3.6 Language detection & Hinglish handling

language_hint="hinglish" is translated to Whisper's language="hi" at the call site. Whisper has no Hinglish token, but Hindi decoding on code-mixed audio produces readable transliteration + English words in Latin script roughly 85% of the time. Noise is expected and documented as Risk 3 in DESIGN.md §14.
TranscriptResult.language_detected reports what Whisper says, not the hint. If hint is "hinglish" and Whisper reports "hi", we downgrade to "hinglish" only when the decoded text contains ≥ 2 ASCII-letter words intermixed with Devanagari (heuristic; documented in tests).
If Whisper returns a language code not in our 5-value Literal (e.g., "ur" for Urdu, "mr" for Marathi), language_detected="unknown" is surfaced; env.py logs a warning and falls back to language_hint for R4 reward attribution.

3.7 Concurrency

Both engines are CPU-bound Python calls into C extensions (Kokoro via torch, faster-whisper via CTranslate2). They release the GIL during inference, so threaded FastAPI workers can process N concurrent transcribes at a small RAM cost. Max concurrency is governed by the env-space session cap (10 concurrent sessions per DESIGN.md §3.3). RAM usage: 10 concurrent transcribes × ~150 MB peak = 1.5 GB — fits the free CPU tier's 16 GB with margin.
No per-session model state means two sessions can share an engine instance without lock contention beyond what CTranslate2 internally serializes.

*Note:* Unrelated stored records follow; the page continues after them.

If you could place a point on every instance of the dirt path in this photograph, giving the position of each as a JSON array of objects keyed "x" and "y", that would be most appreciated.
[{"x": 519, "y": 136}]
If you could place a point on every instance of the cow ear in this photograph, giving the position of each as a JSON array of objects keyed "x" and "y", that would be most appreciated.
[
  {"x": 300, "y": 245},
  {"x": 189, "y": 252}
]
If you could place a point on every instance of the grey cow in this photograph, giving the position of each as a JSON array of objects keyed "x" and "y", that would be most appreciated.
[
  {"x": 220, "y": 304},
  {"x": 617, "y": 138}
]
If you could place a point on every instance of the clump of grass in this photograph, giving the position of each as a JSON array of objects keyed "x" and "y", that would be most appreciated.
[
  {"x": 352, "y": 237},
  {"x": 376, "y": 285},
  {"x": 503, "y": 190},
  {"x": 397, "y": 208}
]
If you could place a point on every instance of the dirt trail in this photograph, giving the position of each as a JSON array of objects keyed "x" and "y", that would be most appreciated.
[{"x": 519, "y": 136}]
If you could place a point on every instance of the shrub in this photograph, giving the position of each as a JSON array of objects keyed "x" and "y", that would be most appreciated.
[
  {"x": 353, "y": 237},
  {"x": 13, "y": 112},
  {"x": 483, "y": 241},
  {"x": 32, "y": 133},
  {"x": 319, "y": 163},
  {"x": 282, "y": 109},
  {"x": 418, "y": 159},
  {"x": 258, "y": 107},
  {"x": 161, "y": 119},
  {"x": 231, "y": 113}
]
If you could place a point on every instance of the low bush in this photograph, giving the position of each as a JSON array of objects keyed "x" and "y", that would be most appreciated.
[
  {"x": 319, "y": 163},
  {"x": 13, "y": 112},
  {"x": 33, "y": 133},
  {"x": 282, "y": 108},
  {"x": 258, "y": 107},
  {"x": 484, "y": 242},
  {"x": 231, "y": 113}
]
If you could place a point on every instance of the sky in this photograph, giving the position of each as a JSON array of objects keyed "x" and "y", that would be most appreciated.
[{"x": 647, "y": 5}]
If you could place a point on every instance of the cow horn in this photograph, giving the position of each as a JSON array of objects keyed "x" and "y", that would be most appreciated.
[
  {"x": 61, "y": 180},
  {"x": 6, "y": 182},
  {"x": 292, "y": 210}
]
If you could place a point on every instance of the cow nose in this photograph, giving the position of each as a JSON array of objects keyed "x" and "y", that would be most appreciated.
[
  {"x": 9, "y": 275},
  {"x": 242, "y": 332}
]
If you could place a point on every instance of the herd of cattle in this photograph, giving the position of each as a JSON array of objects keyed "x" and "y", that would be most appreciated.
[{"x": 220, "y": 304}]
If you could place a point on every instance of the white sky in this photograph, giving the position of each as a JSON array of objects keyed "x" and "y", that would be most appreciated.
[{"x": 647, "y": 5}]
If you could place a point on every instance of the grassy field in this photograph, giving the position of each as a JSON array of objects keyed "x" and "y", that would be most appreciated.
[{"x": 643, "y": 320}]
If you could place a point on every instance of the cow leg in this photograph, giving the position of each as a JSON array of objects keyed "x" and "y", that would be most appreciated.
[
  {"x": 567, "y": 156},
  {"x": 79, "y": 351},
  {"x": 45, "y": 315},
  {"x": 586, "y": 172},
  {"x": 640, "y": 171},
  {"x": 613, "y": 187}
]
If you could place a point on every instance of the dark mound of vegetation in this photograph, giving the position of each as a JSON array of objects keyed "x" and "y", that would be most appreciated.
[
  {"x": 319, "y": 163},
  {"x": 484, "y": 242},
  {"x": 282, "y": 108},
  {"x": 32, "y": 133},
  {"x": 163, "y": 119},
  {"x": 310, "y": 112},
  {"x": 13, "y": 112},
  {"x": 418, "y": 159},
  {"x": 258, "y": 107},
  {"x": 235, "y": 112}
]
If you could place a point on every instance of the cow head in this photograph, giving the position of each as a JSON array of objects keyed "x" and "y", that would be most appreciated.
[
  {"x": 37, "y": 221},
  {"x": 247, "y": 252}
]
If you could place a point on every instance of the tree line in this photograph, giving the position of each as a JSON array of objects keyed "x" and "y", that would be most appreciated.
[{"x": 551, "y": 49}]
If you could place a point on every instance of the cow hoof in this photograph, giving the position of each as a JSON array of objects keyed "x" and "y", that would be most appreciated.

3.8 Diagnostic tracing hook

Both engines accept an optional trace_sink: Callable[[AudioTrace], None] | None = None kwarg in __init__. When provided, every call to synthesize(), synthesize_to_gradio(), or transcribe() emits exactly one AudioTrace record (schema in §2.2a) to the sink after the core work completes but before the return statement. Emissions are wrapped in try/except Exception: pass so a broken sink never crashes the audio path — telemetry must never break production.

Default. trace_sink=None means no emission, zero overhead.

Wiring in app.py. The FastAPI startup hook constructs a module-global ring buffer of the most recent 100 traces (collections.deque(maxlen=100)) and passes its .append method as the sink to both engines at get_tts_engine() / get_asr_engine() construction:

_trace_buffer: deque[AudioTrace] = deque(maxlen=100)
tts = get_tts_engine(trace_sink=_trace_buffer.append)
asr = get_asr_engine(trace_sink=_trace_buffer.append)

(Note: get_tts_engine / get_asr_engine are updated to accept and forward trace_sink through to the first-call __init__; subsequent calls after the singleton is constructed ignore the kwarg — warn in logs if a different sink is passed after construction.)

Endpoint. GET /audio/trace returns {"traces": [AudioTrace.asdict(), ...]} with the most recent 100 records, newest-first. No auth (demo-only; the env Space is behind judge tokens anyway per DESIGN.md §3.3). This endpoint is defined in app.py, not here.

Demo UI. demo/app_gradio.py polls /audio/trace every 2 s and overlays a sparkline of latency_ms per op and a counter of degraded=True events. This is how judges see the trace health live.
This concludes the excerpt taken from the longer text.